La historia de un club de barrio: Unión Kakoko, por Miguelanjel Acosta

 

Hace tiempo que quería escribir sobre esto, tanto tiempo que ni siquiera había reparado que casi una vida había pasado entre medio. Voy a hablar del origen de un club de barrio. Voy a hablar  de cuatro años. Luego vinieron veintidós más de los cuales poco y nada sé.

Tiempo atrás escribí un cuento llamado La Perdida del Fútbol, que contaba la historia de un niño, su padre y un partido de fútbol. En esa historia aparece por primera vez la figura del negro Kakoko, un amigo de mi padre que murió demasiado joven. Aun recuerdo ese día. Yo ya había experimentado la muerte de un ser querido, otro amigo, pero esta vez pude ver de cerca el dolor de la familia y los amigos, y el cuerpo yaciendo en el féretro. Es extraña la quietud de los muertos, como si toda la intranquilidad que colma sus vidas escapara en el último momento para dejar al cuerpo en paz.

Al negro lo conocí bien, solía pasar harto tiempo con mi padre tomando cerveza en el patio. Le gustaba reír y contagiaba. Nunca se negaba a mostrar esa amplia sonrisa blanquísima, amplificada por la falta de una de sus paletas delanteras.

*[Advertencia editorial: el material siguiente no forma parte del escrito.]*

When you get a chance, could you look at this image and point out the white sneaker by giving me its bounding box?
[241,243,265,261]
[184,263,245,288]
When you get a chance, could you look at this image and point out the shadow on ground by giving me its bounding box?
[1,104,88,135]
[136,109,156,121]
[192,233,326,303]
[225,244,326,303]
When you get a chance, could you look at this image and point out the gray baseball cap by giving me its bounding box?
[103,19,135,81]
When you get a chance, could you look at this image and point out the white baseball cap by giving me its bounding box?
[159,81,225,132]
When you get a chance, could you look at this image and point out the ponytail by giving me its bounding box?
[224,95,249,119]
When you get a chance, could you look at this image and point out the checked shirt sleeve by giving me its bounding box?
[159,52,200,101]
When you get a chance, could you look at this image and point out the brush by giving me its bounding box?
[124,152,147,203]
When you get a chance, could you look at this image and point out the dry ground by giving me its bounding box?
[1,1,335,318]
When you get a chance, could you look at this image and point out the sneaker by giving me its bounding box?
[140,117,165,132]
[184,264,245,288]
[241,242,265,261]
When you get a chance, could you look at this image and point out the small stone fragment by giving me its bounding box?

Nosotros habíamos sido los últimos en llegar a ese barrio, y el único que encajó de inmediato y para siempre fue mi padre. De inmediato se hizo amigo de los más jóvenes, quienes compartían su afición por la marihuana, la cerveza y el fútbol. Incluso tenían un equipo, no muy organizado, pero equipo al fin y al cabo. Se hacían llamar Troncal, y su grito mas bien parecía un trabalenguas. Una vez con mi padre los acompañamos a jugar a Peñaflor o a algún otro pueblo cercano a Santiago. En un determinado momento el bus que nos llevaba quedó detenido a causa del tráfico. Unos minutos más tarde alguien golpeó mi ventana. Era el negro Kakoko corriendo  desnudo al lado del bus, incitándonos a ir más rápido, a alcanzar su velocidad. Y ni siquiera eran las doce del día.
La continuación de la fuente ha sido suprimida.